Ik kondig u de invoering aan van twee nieuwe elektronische fluxen afkomstig van de Rijksdienst voor Sociale Zekerheid.
Het betreft de fluxen voor het raadplegen en verspreiden van de gegevens vervat in het gegevensbestand "Personeelsbestand" van de RSZ.
1. Wat is het Personeelsbestand?
2. Wat is het nut ervan in het beheer van de kinderbijslagdossiers?
3. Welke gegevens vindt men er?
4. De raadpleging van het Personeelsbestand.
5. De verspreiding van het Personeelsbestand.

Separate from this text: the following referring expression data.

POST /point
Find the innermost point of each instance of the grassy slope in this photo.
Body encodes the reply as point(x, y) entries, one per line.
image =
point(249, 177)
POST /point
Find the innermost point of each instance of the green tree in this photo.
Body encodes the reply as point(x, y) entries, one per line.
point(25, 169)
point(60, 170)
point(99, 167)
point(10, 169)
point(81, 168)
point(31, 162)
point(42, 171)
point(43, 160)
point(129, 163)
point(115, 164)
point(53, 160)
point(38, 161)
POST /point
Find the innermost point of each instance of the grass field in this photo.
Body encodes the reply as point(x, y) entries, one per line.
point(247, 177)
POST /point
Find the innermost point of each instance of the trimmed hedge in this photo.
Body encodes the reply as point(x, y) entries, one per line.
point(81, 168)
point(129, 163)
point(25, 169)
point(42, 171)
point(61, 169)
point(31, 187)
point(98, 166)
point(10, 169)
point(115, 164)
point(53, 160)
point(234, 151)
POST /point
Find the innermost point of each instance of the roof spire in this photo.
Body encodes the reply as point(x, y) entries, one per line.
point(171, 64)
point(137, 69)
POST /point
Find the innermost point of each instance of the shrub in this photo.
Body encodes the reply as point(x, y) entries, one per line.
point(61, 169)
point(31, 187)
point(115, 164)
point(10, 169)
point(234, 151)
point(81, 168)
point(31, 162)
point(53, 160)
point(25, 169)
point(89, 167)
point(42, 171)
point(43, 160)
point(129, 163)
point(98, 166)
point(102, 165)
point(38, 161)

6. Wat is de waarde van de gegevens van het Personeelsbestand?
7. De overgangsperiode.
1. HET PERSONEELSBESTAND
In het raam van de administratieve vereenvoudiging legt het project e-government van de sociale zekerheid aan de werkgevers het versturen op van elektronische aangiften naar de Rijksdienst voor Sociale Zekerheid (RSZ) en de Rijksdienst voor Sociale Zekerheid van de Provinciale en Plaatselijke Overheidsdiensten (RSZPPO): de onmiddellijke aangifte van de tewerkstelling (DIMONA) en de multifunctionele trimestriële aangifte (DMFA).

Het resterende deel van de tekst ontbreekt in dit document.